I watched Wong Kar-Wai’s film the night before I left campus last semester, and besides lodging that song firmly in my head for the better part of the following three weeks, “Chungking Express” made a fitting start to my trip home — as it is, in part, a film about transit: Amid the din of 1994 Hong Kong, the movie follows two police officers in the same district of the city, each reeling from a sudden breakup, their urban surroundings marked by subway stations and airport terminals. One character’s ex-girlfriend is a flight attendant; his new love interest, on the other hand, plays “California Dreamin’” quite literally on repeat, longing to escape to that imagined place in the sun. 

The characters in “Chungking Express” live in the thick of a globalized world, and they find solace, accordingly, in the icons of Western pop culture, including that hit single from The Mamas & the Papas (which takes on entirely new life in the wake of this movie). They dream of destinations that, like their love, may as well be illusory.
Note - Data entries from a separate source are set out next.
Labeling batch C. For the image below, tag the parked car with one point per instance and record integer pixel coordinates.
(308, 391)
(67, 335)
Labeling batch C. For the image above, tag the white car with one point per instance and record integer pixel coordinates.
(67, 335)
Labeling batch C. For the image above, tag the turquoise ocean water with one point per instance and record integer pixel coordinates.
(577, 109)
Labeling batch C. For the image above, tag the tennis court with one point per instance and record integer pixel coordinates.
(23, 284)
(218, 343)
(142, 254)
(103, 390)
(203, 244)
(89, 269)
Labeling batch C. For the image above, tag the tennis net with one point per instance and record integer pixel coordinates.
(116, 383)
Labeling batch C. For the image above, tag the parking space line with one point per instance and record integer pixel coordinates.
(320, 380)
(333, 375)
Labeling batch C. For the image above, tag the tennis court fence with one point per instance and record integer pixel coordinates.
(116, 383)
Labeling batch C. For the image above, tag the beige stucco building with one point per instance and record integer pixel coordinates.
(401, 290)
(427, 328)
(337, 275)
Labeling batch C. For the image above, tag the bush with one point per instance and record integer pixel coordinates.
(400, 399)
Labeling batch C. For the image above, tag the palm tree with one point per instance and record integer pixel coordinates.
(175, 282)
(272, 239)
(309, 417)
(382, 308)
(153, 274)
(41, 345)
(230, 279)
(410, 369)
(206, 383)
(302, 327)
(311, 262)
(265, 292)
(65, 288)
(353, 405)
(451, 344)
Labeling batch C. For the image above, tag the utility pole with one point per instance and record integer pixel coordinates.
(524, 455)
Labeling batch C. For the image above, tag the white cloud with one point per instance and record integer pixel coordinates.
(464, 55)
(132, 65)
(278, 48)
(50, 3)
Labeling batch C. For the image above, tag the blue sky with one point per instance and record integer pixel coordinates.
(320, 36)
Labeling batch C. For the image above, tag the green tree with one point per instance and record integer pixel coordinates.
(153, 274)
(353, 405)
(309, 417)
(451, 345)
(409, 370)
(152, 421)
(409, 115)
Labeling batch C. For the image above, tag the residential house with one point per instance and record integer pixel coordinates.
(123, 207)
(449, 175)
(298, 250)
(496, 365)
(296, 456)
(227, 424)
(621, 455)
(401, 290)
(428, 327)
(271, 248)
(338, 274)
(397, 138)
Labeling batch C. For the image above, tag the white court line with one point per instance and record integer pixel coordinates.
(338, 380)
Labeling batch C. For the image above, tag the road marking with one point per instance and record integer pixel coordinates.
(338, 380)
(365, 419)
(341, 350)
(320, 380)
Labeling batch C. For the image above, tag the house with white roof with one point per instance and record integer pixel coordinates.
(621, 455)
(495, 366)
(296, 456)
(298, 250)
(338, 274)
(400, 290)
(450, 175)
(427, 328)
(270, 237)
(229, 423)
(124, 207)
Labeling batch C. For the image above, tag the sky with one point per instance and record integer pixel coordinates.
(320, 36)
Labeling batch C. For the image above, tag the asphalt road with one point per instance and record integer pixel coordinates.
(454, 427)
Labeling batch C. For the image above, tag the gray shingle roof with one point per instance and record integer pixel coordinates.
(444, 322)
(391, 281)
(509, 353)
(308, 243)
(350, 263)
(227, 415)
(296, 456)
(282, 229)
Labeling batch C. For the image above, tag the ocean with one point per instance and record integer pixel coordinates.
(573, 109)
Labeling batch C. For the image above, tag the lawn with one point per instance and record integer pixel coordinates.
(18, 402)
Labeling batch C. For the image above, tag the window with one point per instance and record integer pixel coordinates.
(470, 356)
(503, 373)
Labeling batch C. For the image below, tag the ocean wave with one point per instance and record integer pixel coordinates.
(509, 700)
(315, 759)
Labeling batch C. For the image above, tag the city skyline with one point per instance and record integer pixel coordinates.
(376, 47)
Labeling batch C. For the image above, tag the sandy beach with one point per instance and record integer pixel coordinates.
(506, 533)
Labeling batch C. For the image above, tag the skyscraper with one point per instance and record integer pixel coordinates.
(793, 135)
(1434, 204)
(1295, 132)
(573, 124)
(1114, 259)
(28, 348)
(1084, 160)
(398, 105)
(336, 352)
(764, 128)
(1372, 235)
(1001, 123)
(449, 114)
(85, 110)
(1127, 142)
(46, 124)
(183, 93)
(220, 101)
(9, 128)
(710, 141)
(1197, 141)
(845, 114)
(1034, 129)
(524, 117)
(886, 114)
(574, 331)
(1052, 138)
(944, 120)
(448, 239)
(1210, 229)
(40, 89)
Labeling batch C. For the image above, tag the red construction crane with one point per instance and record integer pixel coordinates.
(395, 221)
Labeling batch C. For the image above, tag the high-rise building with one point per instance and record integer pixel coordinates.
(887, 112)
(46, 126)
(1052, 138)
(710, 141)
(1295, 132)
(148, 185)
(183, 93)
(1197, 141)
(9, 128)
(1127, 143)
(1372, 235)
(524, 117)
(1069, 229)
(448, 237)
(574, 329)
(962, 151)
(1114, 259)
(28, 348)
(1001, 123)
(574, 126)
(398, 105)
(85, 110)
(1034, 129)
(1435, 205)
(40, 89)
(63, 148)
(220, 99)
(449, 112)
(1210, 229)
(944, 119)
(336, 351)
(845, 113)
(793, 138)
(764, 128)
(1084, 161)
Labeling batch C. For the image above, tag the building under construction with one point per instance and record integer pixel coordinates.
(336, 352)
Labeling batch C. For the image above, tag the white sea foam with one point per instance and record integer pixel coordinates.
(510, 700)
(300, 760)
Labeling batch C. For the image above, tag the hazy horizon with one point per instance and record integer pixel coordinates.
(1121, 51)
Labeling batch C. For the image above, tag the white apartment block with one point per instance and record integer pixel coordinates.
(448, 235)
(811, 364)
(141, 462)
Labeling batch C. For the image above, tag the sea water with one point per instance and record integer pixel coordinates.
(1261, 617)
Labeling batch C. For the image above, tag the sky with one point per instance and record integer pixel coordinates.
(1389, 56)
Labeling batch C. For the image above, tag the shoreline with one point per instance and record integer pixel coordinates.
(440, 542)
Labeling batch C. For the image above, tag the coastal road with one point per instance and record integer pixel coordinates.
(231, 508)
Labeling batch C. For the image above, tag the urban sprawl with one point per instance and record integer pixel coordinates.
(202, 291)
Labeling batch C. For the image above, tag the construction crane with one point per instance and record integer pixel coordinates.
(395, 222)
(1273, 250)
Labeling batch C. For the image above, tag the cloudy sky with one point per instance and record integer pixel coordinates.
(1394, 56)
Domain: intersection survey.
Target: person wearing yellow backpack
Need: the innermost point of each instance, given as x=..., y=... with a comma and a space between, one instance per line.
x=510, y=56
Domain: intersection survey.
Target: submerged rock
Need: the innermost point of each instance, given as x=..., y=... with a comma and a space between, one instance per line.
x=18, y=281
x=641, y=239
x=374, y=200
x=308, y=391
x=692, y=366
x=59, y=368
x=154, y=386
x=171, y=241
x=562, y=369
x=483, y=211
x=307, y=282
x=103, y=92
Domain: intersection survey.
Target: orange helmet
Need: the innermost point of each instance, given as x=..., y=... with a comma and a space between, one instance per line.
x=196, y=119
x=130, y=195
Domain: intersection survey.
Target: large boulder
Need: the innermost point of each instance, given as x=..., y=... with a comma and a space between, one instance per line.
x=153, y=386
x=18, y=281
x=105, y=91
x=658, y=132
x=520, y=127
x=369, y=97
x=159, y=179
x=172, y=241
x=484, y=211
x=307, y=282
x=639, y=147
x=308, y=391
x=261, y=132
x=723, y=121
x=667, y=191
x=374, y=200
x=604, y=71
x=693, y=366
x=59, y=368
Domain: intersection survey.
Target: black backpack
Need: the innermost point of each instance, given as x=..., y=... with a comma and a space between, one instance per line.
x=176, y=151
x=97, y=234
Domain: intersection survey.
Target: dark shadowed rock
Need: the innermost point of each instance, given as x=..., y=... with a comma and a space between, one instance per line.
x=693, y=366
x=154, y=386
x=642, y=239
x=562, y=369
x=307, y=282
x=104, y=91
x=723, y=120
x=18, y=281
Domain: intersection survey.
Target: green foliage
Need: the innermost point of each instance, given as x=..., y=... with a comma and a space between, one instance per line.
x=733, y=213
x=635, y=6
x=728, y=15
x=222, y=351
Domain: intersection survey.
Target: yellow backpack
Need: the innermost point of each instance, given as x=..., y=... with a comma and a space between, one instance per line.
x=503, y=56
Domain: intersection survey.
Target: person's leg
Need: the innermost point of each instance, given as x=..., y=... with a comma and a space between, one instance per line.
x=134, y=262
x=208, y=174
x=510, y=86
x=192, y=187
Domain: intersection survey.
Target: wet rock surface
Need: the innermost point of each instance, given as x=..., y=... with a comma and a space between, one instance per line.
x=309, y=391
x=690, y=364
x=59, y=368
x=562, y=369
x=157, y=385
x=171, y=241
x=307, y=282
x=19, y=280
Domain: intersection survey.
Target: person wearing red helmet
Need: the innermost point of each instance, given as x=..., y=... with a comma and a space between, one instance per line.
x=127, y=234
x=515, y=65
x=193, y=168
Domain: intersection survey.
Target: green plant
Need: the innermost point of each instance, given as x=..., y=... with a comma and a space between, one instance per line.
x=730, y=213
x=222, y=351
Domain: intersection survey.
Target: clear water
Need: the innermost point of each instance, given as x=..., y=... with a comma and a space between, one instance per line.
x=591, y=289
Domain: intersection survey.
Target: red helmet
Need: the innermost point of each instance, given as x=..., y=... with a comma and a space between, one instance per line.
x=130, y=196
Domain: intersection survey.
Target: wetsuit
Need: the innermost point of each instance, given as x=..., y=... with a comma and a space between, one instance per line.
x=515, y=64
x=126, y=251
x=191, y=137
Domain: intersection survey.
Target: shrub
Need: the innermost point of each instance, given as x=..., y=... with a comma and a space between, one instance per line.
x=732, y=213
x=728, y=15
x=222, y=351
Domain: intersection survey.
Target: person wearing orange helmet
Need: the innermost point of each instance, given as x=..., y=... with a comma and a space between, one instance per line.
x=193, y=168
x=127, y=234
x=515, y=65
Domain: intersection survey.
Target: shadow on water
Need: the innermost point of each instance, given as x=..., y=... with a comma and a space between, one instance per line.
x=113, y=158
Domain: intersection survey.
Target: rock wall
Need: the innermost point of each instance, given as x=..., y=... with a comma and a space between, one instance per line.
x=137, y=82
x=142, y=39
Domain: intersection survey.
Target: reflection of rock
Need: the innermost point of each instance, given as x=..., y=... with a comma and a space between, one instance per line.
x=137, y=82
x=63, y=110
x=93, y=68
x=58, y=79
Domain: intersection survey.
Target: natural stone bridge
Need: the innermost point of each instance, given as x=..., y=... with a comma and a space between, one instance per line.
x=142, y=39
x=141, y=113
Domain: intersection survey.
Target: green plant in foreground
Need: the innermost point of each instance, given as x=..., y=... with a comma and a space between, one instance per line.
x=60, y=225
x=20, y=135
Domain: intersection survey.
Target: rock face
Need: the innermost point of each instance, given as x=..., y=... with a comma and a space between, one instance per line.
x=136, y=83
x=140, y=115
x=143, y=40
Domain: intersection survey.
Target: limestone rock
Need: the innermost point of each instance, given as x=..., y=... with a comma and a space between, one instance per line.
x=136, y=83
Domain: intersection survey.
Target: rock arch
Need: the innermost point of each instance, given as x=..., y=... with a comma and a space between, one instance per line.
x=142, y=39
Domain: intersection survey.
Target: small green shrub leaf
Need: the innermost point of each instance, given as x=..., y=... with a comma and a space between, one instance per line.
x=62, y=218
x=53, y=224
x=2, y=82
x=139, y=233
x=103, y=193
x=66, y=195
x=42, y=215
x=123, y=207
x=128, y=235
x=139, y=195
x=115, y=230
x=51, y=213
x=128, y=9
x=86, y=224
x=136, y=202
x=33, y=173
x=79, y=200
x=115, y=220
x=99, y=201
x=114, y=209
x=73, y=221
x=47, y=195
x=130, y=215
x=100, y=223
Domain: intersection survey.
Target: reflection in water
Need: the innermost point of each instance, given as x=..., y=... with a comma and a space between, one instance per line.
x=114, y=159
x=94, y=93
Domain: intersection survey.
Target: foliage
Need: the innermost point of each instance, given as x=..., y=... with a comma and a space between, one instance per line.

But perhaps more importantly, the constant presence of transit is a reminder of the inevitability of time — of missed connections both literal and figurative, of the arrivals and departures and “expiry dates” that accompany every relationship. 

It’s an effect that’s only amplified by Wong and his cinematographers’ camera work, which in some scenes employs an exaggeratedly slow frame rate that seems to blur time entirely, more than once isolating a single character who seems to move in slow motion while others around him fly by. Elsewhere, a recurring close-up shot of a calendar clicks each day away. And always in the background, still, is “California Dreamin’,” its round-like melody cycling interminably in on itself, its minor key the perfect vessel for the characters’ melancholy: “If I didn’t tell her, I could leave today.”

It was with these images fresh in my mind that I drove home for winter break, a place where my awareness of time can feel most amplified. Visiting home is sometimes akin to opening a time capsule, to re-entering a past preserved in amber: My old bedroom, complete with the memorabilia of my adolescence, remains intact; so, too, do the familiar rituals that accompany each day, the holiday traditions honored, the people and places visited. 

At the same time, though, nowhere is the evidence of time more apparent, manifesting itself in subtle, material changes — like a tree that had to be cut down, or some new structure built at the neighborhood pool, or a family dog that no longer roams about the house — that, ever so gradually, threaten to render past the point of recognition the landscape of my childhood.

I usually find myself surveying those changes while driving, often late at night, when the streets of my hometown are all but deserted. But the very act of driving, for me, is as bound up in the past as what I observe from its vantage point. As a luxury that I’m denied while I’m away at school, being behind the wheel returns me to the numerous drives I took late in high school, a time when, like the figures in “Chungking Express” and like most other people my age, I was occupied by a longing for the fantasy of an unfamiliar destination. On occasion, I would direct my car to what felt like the furthest edges of civilization, or I would bike to a field that overlooked the runways of the nearest airport, from which one could see, silent at a distance, the planes landing by the minute, idling, taking off in every direction.

At the time, driving was a form of escape. Today, it feels more like a retreat. But although my surroundings bear little resemblance to the bustle of Hong Kong, I can identify, then and now, with the characters of “Chungking Express” in their arrivals and departures and expiration dates, in their constant transit.

From my house, I-40 can be traced on a map nearly all the way to Los Angeles. Around the same time that I was driving aimlessly around the Raleigh area, I determined to complete that drive from start to finish. To the date, I still haven’t made the trip — and if I ever do, I’m not sure what I would find on the other end. But in the dead of winter, when all the leaves are brown and the sky is gray, a film like “Chungking Express” seems to make those California dreams a reality.

Will Atkinson is a Trinity sophomore and the Recess editor.